Tuesday, May 26, 2009
What to Do With all Those Photographs
Family photos are truly heirlooms that can't be replaced. It's wise to care for them as such.
Creative Memories and other companies (no, I'm not a dealer and don't hold stock in any company) offer a line of products to display and preserve those memories. As I look at old albums of fading color photographs of my children, I wish the scientists who developed these archival products had done so long ago!
I'm rather appalled at the lack of care given my grandfather's priceless photographs and have spent many hours restoring some of them.

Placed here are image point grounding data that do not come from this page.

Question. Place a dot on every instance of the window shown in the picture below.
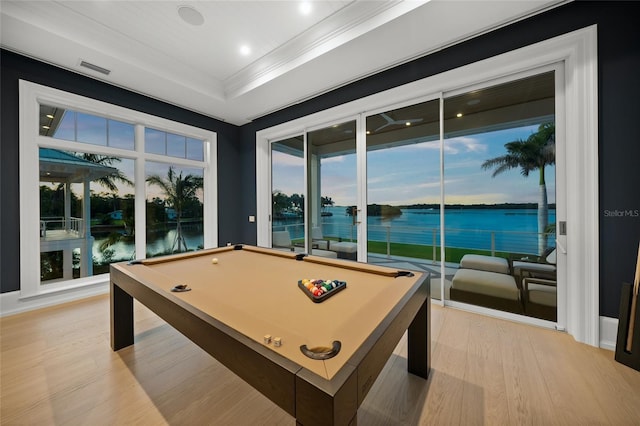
(107, 180)
(573, 56)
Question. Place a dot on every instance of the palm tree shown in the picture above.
(179, 191)
(534, 153)
(109, 180)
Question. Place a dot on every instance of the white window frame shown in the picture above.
(577, 51)
(31, 96)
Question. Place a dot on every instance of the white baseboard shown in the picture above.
(12, 302)
(608, 333)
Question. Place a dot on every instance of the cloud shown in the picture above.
(464, 144)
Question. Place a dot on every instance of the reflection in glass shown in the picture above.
(91, 129)
(195, 149)
(176, 145)
(155, 141)
(287, 193)
(86, 128)
(121, 135)
(86, 213)
(174, 208)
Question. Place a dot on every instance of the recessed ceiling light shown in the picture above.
(190, 15)
(305, 7)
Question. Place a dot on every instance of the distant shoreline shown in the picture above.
(500, 206)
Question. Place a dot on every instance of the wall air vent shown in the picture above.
(95, 67)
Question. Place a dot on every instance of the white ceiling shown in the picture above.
(150, 49)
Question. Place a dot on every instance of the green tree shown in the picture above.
(534, 153)
(326, 202)
(179, 192)
(108, 181)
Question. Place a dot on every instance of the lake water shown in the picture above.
(158, 243)
(511, 230)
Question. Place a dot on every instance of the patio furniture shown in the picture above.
(282, 240)
(493, 290)
(317, 240)
(344, 249)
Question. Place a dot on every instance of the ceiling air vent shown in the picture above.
(95, 67)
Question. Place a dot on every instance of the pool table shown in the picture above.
(245, 307)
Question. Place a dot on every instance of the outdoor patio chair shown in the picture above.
(317, 239)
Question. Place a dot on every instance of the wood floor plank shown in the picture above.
(57, 367)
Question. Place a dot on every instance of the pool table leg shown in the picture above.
(419, 342)
(121, 318)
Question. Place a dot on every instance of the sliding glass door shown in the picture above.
(287, 193)
(333, 213)
(500, 195)
(461, 184)
(403, 185)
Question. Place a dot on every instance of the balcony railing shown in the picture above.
(59, 224)
(425, 242)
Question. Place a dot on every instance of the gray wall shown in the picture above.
(618, 94)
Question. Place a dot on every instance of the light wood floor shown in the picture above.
(57, 369)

It's never too late. Get your old photos out of those albums, off the glue and out from under the PVC covering that eat away at the archival properties of your photographs! Do it soon before any further degeneration occurs. Put them away in a shoe box in a dry, dark place at least for the time being. And store all your precious photographs in one easy to get to place so in the event of a fire, flood, tornado or hurricane you can grab them on the fly and take them with you. Let's face it, clothing, furniture and dishes can be replaced. Photographs cannot. Sentimental junk is just that. Photographs are living memories.
Remember the days of film, when you took countless photos of places you visited and most of them were pretty horrible but you could never bear to throw them out because of the investment in processing and printing? That's my story anyway. Thank God for digital! I no longer have that problem. I still take a thousand or more pictures on every journey but now I download them into my computer and discard those that are junk without any guilt at all. Those images don't cost me a thing if I don't print them.

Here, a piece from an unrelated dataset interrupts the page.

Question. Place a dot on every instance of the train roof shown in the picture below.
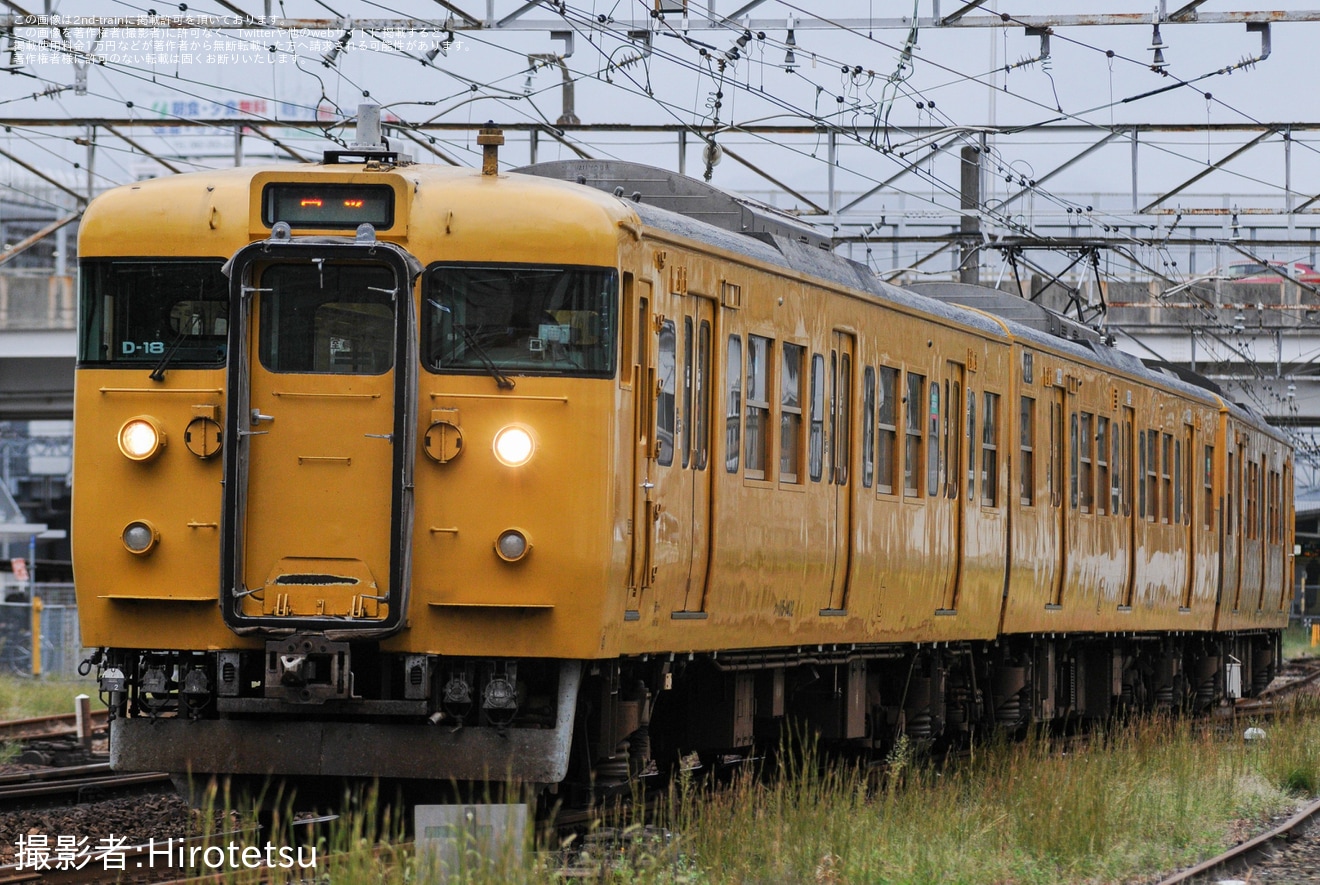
(696, 210)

But what about the ones that are good enough to print? What should we do with them? Well I'll tell you what I do with mine, as well as all the old prints that are good shots. I use them to create greeting cards for my friends and family. Why not bless others with your lovely images?
You can buy blank card stock with envelopes at any craft store like Michael's or Hobby Lobby. Or you can be really creative and make your own cards from cover stock which can be purchased in a variety of colors and hues from paper stores or office supply retailers. Most greeting card stores end up with lots of envelopes of various sizes leftover which they sell in bundles for little money.
I write my own verses, use Scripture or favorite quotes for the inside of the cards to bless those I'm writing to. It's also fun to add embellishments to the photo on the cover or inside the card that match the theme. For instance for a beautiful mountain scene I'll glue some small dried pressed wildflowers in a corner to add dimension. Sometimes I used stickers with phrases or applicable decorations that go with the occasion or the image. Be sure to use approved photo safe glues, stickers and papers that are acid and lignin free. There's a good article on the subject here.
Another way to use that boxful of old scenic photos is to create your own coffee table book out of scrapbooking materials. So much better than what you order online for thirty or forty dollars! Be creative!
How about using the old images as postcards?
Some photos may have only an element or two that are worth keeping. Perhaps it was a terribly bright day and everything is washed out but there's a great flower or building in the shadows that's redeemable. Cut it out and use it for an embellishment in your memory album or card.
With all my talk about old photos on this rainy day, I'm just itching to go rifle through some!